Le jour où notre cerveau s’arrêta, c’est en voyant ce film. Plus on avance, et plus on est atterré. Encore une fois, tant d’argent pour ça on peut se poser des questions.
Voyons ensemble les raisons qui font de ce film un énorme navet.

La lente réalisation

Au début, on pense que ce film est plutôt lent, ou comme on dit gentiment, contemplatif. Mais en fait on finit par comprendre qu’il est juste chiant.
Avec un scénario qui tient en une heure et quart, on suit un film d’une heure quarante qui semble en faire deux et demi. Tout est lent, tout est fixe.

Bien sûr notre acteur en chef n’aide pas. Je passe à ce sujet au second problème.

Le Jour où la Terre s’arrêta - La critique destructive

Keanu Reeves

Notre héros au charisme d’un haricot vert est de retour. Il joue très, très mal.
Même en extraterrestre sans émotion, Keanu, ou un acteur virtuel, je ne sais pas, est raté. Dans la première scène, où il joue un humain, ses yeux regardent déjà 3 kilomètres derrière la caméra. En plus, il n’a même pas pu sortir ce qui fait toute la puissance de son jeu d’acteur, c’est à dire, faire « waoh ».

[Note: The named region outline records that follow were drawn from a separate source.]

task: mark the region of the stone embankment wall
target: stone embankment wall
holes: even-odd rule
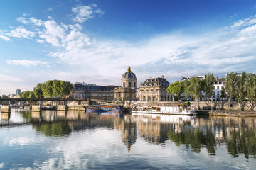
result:
[[[191,105],[193,106],[196,109],[198,109],[197,106],[198,103],[195,101],[189,101]],[[160,102],[148,102],[148,101],[131,101],[127,105],[130,105],[131,107],[137,104],[137,106],[175,106],[178,104],[182,104],[185,101],[160,101]],[[203,109],[203,106],[206,106],[207,103],[206,101],[200,101],[199,106],[200,109]],[[250,110],[251,109],[248,107],[248,103],[243,103],[242,107],[245,110]],[[214,101],[213,103],[209,103],[210,107],[213,107],[213,110],[229,110],[229,106],[228,101]],[[239,106],[236,101],[233,101],[230,103],[230,109],[231,110],[240,110]],[[254,108],[254,110],[256,110],[256,107]]]

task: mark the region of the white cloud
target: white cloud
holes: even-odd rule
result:
[[[16,28],[11,30],[7,35],[10,37],[31,38],[35,37],[35,33],[26,30],[25,28]]]
[[[43,25],[43,21],[40,19],[36,19],[34,17],[29,18],[29,20],[31,23],[33,23],[36,26],[41,26]]]
[[[232,25],[230,27],[231,28],[242,27],[242,26],[250,26],[255,23],[256,23],[256,15],[243,20],[239,20],[238,21],[235,21],[234,22],[233,25]]]
[[[4,36],[3,35],[0,35],[0,38],[4,39],[6,41],[11,41],[11,39],[9,37]]]
[[[4,163],[2,162],[0,164],[0,169],[3,169],[4,167]]]
[[[44,40],[37,39],[37,40],[36,40],[36,42],[38,42],[38,43],[43,43],[43,42],[44,42]]]
[[[91,6],[78,5],[73,7],[72,11],[76,15],[74,18],[74,21],[79,23],[83,23],[85,21],[93,18],[96,13],[99,15],[104,14],[104,12],[100,8],[95,9],[96,7],[96,4],[92,4]]]
[[[49,67],[50,62],[41,62],[38,60],[6,60],[8,64],[14,64],[14,65],[21,65],[25,67],[31,67],[31,66],[38,66],[38,65],[43,65],[46,67]]]
[[[26,18],[24,17],[18,17],[17,18],[17,21],[24,24],[26,24],[28,23],[26,20]]]
[[[65,35],[65,28],[53,20],[45,21],[43,26],[46,29],[40,33],[40,38],[45,39],[47,42],[53,46],[62,46],[61,40]]]
[[[11,76],[6,76],[0,74],[0,80],[1,81],[15,81],[15,82],[21,82],[23,81],[23,79],[21,78],[17,78]]]

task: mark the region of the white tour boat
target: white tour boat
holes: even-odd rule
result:
[[[170,114],[170,115],[196,115],[194,108],[182,106],[137,106],[132,109],[132,113]]]

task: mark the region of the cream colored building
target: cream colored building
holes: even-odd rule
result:
[[[164,76],[147,79],[137,90],[137,101],[172,101],[173,96],[167,92],[169,83]]]
[[[127,71],[122,76],[121,86],[117,87],[114,90],[115,100],[136,101],[136,75],[132,72],[131,67],[128,66]]]

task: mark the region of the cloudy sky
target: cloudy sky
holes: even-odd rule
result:
[[[256,2],[0,1],[0,95],[50,79],[138,85],[164,75],[255,72]]]

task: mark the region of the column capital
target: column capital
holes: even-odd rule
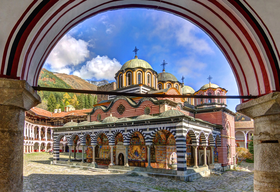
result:
[[[238,105],[236,111],[252,119],[279,113],[280,92],[275,92]]]
[[[0,104],[27,111],[41,103],[41,99],[26,81],[0,78]]]

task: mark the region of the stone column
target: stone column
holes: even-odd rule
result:
[[[244,136],[244,147],[246,148],[247,148],[247,135],[245,135]]]
[[[254,119],[255,191],[280,191],[280,92],[238,105],[237,111]]]
[[[198,168],[198,166],[197,165],[197,148],[198,146],[193,146],[194,149],[194,166],[193,168]]]
[[[204,164],[203,165],[203,166],[207,166],[207,153],[206,153],[206,148],[207,148],[207,147],[206,146],[203,146],[203,152],[204,152]]]
[[[71,160],[71,151],[72,151],[72,145],[68,145],[68,147],[69,148],[69,159],[68,161],[72,161]]]
[[[92,145],[92,162],[91,163],[94,164],[94,167],[97,167],[97,164],[95,162],[95,147],[96,145]]]
[[[109,165],[115,165],[114,163],[114,152],[113,151],[114,146],[110,145],[110,147],[111,149],[111,163],[110,163]]]
[[[74,146],[74,160],[76,160],[76,145]]]
[[[151,166],[151,146],[150,145],[147,145],[146,146],[147,147],[147,152],[148,153],[148,155],[147,155],[147,157],[148,158],[148,166],[147,166],[147,168],[152,168],[153,167]]]
[[[83,157],[83,153],[84,151],[84,145],[81,145],[81,147],[82,147],[82,163],[84,163],[84,157]]]
[[[0,78],[0,190],[22,191],[24,111],[41,100],[24,80]]]
[[[129,166],[128,165],[128,145],[125,145],[124,147],[126,148],[126,162],[124,166],[127,167]]]
[[[239,104],[237,111],[254,119],[254,190],[280,191],[280,92]]]

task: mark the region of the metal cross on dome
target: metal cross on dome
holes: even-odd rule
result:
[[[211,80],[212,80],[212,79],[213,78],[212,78],[212,77],[210,76],[210,75],[209,75],[209,77],[207,78],[207,79],[209,80],[209,83],[211,83]]]
[[[165,70],[165,65],[167,64],[167,62],[166,62],[165,61],[164,61],[164,59],[163,60],[163,62],[162,63],[162,64],[161,65],[161,66],[162,66],[163,70]]]
[[[136,46],[135,46],[135,49],[134,49],[134,50],[132,51],[132,52],[134,52],[135,53],[135,55],[136,55],[137,54],[137,51],[139,51],[139,49],[137,49]]]
[[[182,80],[182,83],[184,83],[184,80],[185,79],[185,78],[184,77],[184,76],[182,76],[182,78],[181,79],[181,80]]]

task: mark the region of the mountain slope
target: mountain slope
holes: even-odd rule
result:
[[[78,76],[56,72],[54,72],[54,74],[67,83],[72,86],[73,88],[94,91],[97,90],[97,86],[90,83]]]

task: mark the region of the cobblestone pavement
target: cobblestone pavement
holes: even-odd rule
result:
[[[67,154],[61,153],[60,157],[67,159]],[[243,163],[249,166],[248,171],[230,170],[189,182],[51,165],[52,160],[48,153],[24,155],[24,192],[253,191],[253,163]]]

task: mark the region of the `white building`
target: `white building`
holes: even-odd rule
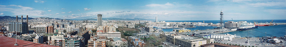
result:
[[[129,24],[126,25],[127,27],[129,28],[135,28],[135,25],[133,24]]]
[[[240,36],[236,36],[236,34],[235,34],[234,35],[229,34],[210,34],[211,38],[222,39],[224,40],[232,40],[233,38],[239,38],[240,37]]]
[[[116,28],[113,26],[98,26],[96,28],[97,30],[102,30],[103,31],[103,32],[114,32],[116,31]]]
[[[225,27],[226,28],[239,28],[240,23],[238,22],[229,21],[224,24]]]
[[[46,33],[48,31],[48,26],[46,25],[37,25],[36,26],[36,32]]]
[[[104,36],[107,38],[113,38],[114,37],[121,38],[121,33],[120,32],[103,32],[102,30],[98,30],[96,32],[98,36]]]

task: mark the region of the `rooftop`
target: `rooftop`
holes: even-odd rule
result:
[[[14,38],[4,36],[0,35],[0,46],[7,47],[59,47],[46,44],[34,43],[31,42],[26,41],[19,39],[17,39],[18,46],[14,46],[16,42],[16,39]]]

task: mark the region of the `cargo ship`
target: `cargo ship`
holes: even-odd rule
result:
[[[255,26],[251,24],[241,25],[237,29],[238,30],[243,31],[254,29],[258,27],[259,26]]]
[[[269,24],[254,24],[255,26],[269,26],[270,25]]]

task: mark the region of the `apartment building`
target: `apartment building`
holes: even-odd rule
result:
[[[112,38],[114,37],[121,38],[121,33],[116,32],[104,32],[102,30],[98,30],[96,32],[96,35],[98,36],[104,36],[107,38]]]
[[[36,32],[37,33],[47,33],[48,26],[46,25],[36,26]]]
[[[128,38],[133,45],[138,47],[144,47],[145,43],[140,38],[136,36],[130,36]]]
[[[48,33],[54,33],[54,26],[51,26],[48,27]]]
[[[109,32],[116,31],[116,28],[113,26],[97,26],[96,30],[103,30],[104,33],[105,33]]]
[[[20,32],[21,34],[28,33],[28,24],[27,24],[27,22],[9,22],[8,31]]]

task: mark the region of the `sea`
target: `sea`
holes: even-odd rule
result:
[[[225,22],[228,21],[247,21],[248,23],[253,23],[255,21],[257,23],[270,23],[272,20],[226,20]],[[166,22],[202,22],[204,21],[205,23],[211,23],[214,24],[219,23],[218,20],[200,20],[200,21],[165,21]],[[275,23],[286,23],[286,20],[275,20],[272,22]],[[213,29],[216,27],[196,26],[195,28],[185,28],[191,30],[204,30],[206,29]],[[172,31],[174,29],[163,29],[165,32]],[[258,28],[254,29],[245,31],[238,31],[226,32],[220,34],[227,33],[232,35],[236,34],[237,36],[240,36],[241,37],[249,36],[253,37],[261,37],[264,36],[274,36],[277,37],[284,36],[286,35],[286,25],[279,25],[277,26],[259,26]],[[265,33],[266,32],[266,33]]]

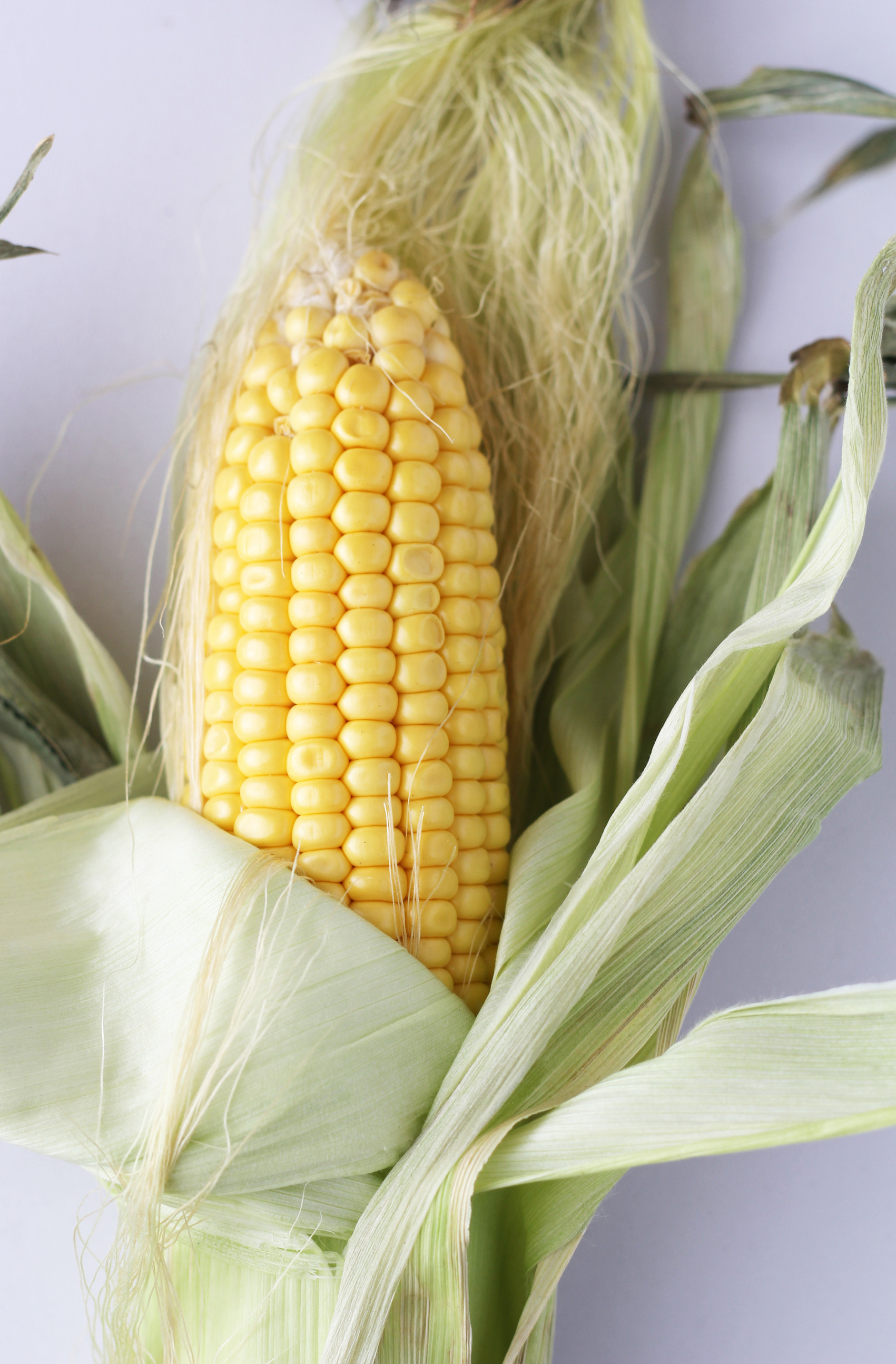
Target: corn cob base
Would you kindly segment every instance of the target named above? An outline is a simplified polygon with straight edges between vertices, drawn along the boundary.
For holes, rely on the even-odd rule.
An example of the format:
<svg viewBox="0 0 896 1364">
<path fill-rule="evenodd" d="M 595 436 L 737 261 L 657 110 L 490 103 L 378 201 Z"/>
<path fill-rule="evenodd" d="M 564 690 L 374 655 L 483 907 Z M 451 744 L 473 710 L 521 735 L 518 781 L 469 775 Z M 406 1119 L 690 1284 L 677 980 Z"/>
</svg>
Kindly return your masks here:
<svg viewBox="0 0 896 1364">
<path fill-rule="evenodd" d="M 296 273 L 214 487 L 202 813 L 471 1008 L 506 899 L 491 471 L 450 327 L 380 251 Z"/>
</svg>

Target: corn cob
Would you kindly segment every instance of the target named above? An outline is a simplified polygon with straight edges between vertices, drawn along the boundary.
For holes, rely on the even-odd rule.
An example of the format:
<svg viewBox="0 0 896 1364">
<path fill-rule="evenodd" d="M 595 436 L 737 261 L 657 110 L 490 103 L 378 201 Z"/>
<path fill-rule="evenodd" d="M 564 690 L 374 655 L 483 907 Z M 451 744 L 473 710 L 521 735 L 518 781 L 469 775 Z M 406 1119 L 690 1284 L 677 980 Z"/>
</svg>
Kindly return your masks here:
<svg viewBox="0 0 896 1364">
<path fill-rule="evenodd" d="M 380 251 L 292 277 L 214 488 L 203 814 L 481 1007 L 506 899 L 505 630 L 462 360 Z"/>
</svg>

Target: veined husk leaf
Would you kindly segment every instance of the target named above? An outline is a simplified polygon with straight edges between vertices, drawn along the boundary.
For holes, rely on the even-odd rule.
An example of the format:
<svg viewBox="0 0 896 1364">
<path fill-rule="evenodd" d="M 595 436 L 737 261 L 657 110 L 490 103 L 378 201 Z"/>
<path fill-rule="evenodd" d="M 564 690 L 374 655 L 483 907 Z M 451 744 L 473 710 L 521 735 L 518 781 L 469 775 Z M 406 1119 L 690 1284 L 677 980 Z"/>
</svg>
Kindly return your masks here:
<svg viewBox="0 0 896 1364">
<path fill-rule="evenodd" d="M 633 237 L 656 128 L 640 4 L 450 0 L 385 26 L 374 14 L 296 139 L 187 405 L 162 732 L 169 792 L 180 798 L 187 772 L 195 809 L 217 462 L 251 348 L 297 266 L 379 247 L 450 315 L 495 466 L 517 809 L 531 678 L 625 436 L 631 359 L 618 348 L 634 345 Z"/>
<path fill-rule="evenodd" d="M 331 1364 L 335 1360 L 355 1364 L 372 1359 L 389 1304 L 436 1189 L 539 1058 L 533 1068 L 535 1078 L 539 1065 L 547 1061 L 551 1037 L 556 1035 L 562 1045 L 567 1027 L 565 1020 L 621 943 L 636 907 L 648 902 L 653 885 L 661 902 L 667 859 L 674 862 L 668 868 L 672 881 L 674 870 L 686 859 L 686 850 L 690 848 L 690 855 L 694 855 L 698 831 L 700 837 L 705 837 L 706 831 L 717 835 L 727 813 L 726 787 L 734 790 L 739 779 L 746 797 L 753 791 L 753 806 L 758 806 L 761 813 L 762 809 L 769 810 L 780 779 L 786 773 L 791 776 L 794 812 L 790 848 L 784 853 L 772 831 L 765 848 L 757 837 L 753 847 L 760 872 L 758 891 L 780 865 L 777 855 L 786 859 L 790 851 L 802 846 L 817 828 L 820 814 L 855 780 L 874 769 L 878 761 L 877 693 L 867 685 L 861 689 L 865 705 L 859 711 L 852 711 L 854 698 L 848 686 L 846 713 L 831 702 L 820 705 L 818 717 L 826 723 L 821 730 L 814 727 L 814 752 L 806 752 L 805 743 L 796 752 L 788 749 L 801 713 L 805 715 L 811 700 L 811 687 L 818 681 L 811 659 L 801 659 L 801 667 L 799 662 L 794 662 L 796 655 L 791 649 L 790 662 L 779 671 L 777 685 L 769 689 L 760 715 L 719 764 L 697 801 L 691 802 L 694 807 L 685 809 L 736 717 L 780 657 L 786 641 L 831 606 L 858 550 L 867 498 L 884 450 L 886 402 L 880 345 L 884 304 L 895 284 L 896 240 L 884 248 L 859 288 L 841 472 L 806 547 L 779 596 L 734 630 L 691 679 L 663 726 L 645 771 L 604 829 L 585 873 L 537 941 L 521 953 L 518 964 L 514 963 L 513 970 L 507 968 L 495 981 L 421 1136 L 390 1172 L 349 1243 L 342 1290 L 327 1341 L 326 1359 Z M 806 670 L 810 674 L 814 671 L 816 678 L 807 681 Z M 833 671 L 836 674 L 837 670 Z M 861 674 L 855 683 L 859 681 Z M 867 678 L 865 681 L 867 683 Z M 809 694 L 796 700 L 795 693 L 806 689 Z M 835 761 L 832 753 L 839 754 Z M 810 784 L 816 791 L 814 809 L 805 798 Z M 672 829 L 671 821 L 679 812 L 683 814 Z M 670 839 L 660 846 L 657 840 L 667 828 Z M 746 829 L 743 836 L 750 837 L 750 831 Z M 646 865 L 638 868 L 638 859 Z M 629 888 L 623 883 L 630 874 L 634 874 L 634 881 Z M 667 893 L 675 902 L 671 884 Z M 678 903 L 682 899 L 687 900 L 685 887 L 678 892 Z M 746 899 L 749 903 L 749 896 Z M 685 971 L 690 963 L 683 962 L 681 977 L 672 975 L 668 981 L 668 994 L 655 1001 L 656 1012 L 645 1008 L 656 981 L 651 971 L 644 971 L 644 979 L 640 979 L 638 963 L 652 962 L 656 971 L 661 968 L 667 921 L 668 914 L 657 914 L 652 932 L 629 947 L 626 979 L 631 982 L 634 997 L 626 1016 L 633 1009 L 638 1012 L 644 1028 L 642 1033 L 633 1028 L 629 1054 L 651 1035 L 661 1012 L 687 979 Z M 726 926 L 724 921 L 717 922 L 720 932 Z M 701 959 L 708 955 L 704 947 L 712 951 L 711 937 L 708 934 L 700 949 Z M 625 1063 L 625 1050 L 606 1060 L 612 1069 Z M 544 1065 L 544 1075 L 541 1102 L 556 1102 L 562 1095 L 550 1078 L 550 1063 Z M 563 1072 L 559 1076 L 561 1084 L 569 1084 L 570 1079 Z M 581 1083 L 589 1083 L 589 1078 L 584 1076 Z M 537 1090 L 528 1082 L 517 1102 L 532 1099 L 535 1093 Z M 462 1339 L 458 1348 L 462 1348 Z"/>
<path fill-rule="evenodd" d="M 0 833 L 0 1132 L 106 1178 L 139 1169 L 184 1067 L 165 1188 L 385 1169 L 472 1022 L 385 934 L 166 801 Z"/>
<path fill-rule="evenodd" d="M 741 303 L 741 232 L 704 134 L 685 168 L 670 229 L 667 370 L 720 370 Z M 659 394 L 638 509 L 616 801 L 636 775 L 656 649 L 721 415 L 717 393 Z"/>
<path fill-rule="evenodd" d="M 727 1009 L 510 1132 L 477 1189 L 896 1123 L 896 982 Z"/>
<path fill-rule="evenodd" d="M 701 125 L 706 110 L 715 119 L 768 119 L 777 113 L 852 113 L 865 119 L 893 119 L 896 95 L 831 71 L 757 67 L 736 86 L 719 86 L 690 95 L 687 110 L 691 121 Z"/>
<path fill-rule="evenodd" d="M 139 746 L 131 687 L 80 619 L 41 550 L 0 494 L 0 644 L 38 689 L 116 762 Z"/>
</svg>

Quand Keanu avance, on dirait qu’il recule.
Quand il recule, on dirait qu’il remonte le temps.
Ce paraplégique debout couplé à la réalisation lente font de ce film le numéro un universel des choses chiantes à regarder, après la défragmentation d’un Windows XP (qui, nous sommes tous d’accord, est beaucoup moins cool qu’une défragmentation d’un 98)

L’histoire dans les détails

L’histoire générale, qui nous vient d’un super film des années cinquante, pourrait être bien, mais dans la forme, c’est calamiteux.

Car nous parlons d’un film à grand spectacle à mettre dans l’esprit de Independence Day. Il y a donc les scènes de foule qui fuient, les militaires dans tous les coins, et la grandiloquence du gigantisme de la situation (on ferme une autoroute pour faire arriver une nobody plus vite à destination).
C’est raté. Si on rigole sur la fermeture de l’autoroute, on garde un peu d’espoir que le haricot vert et la pleureuse ne seront pas les seuls personnages du film, sauf que là, on déchante vite.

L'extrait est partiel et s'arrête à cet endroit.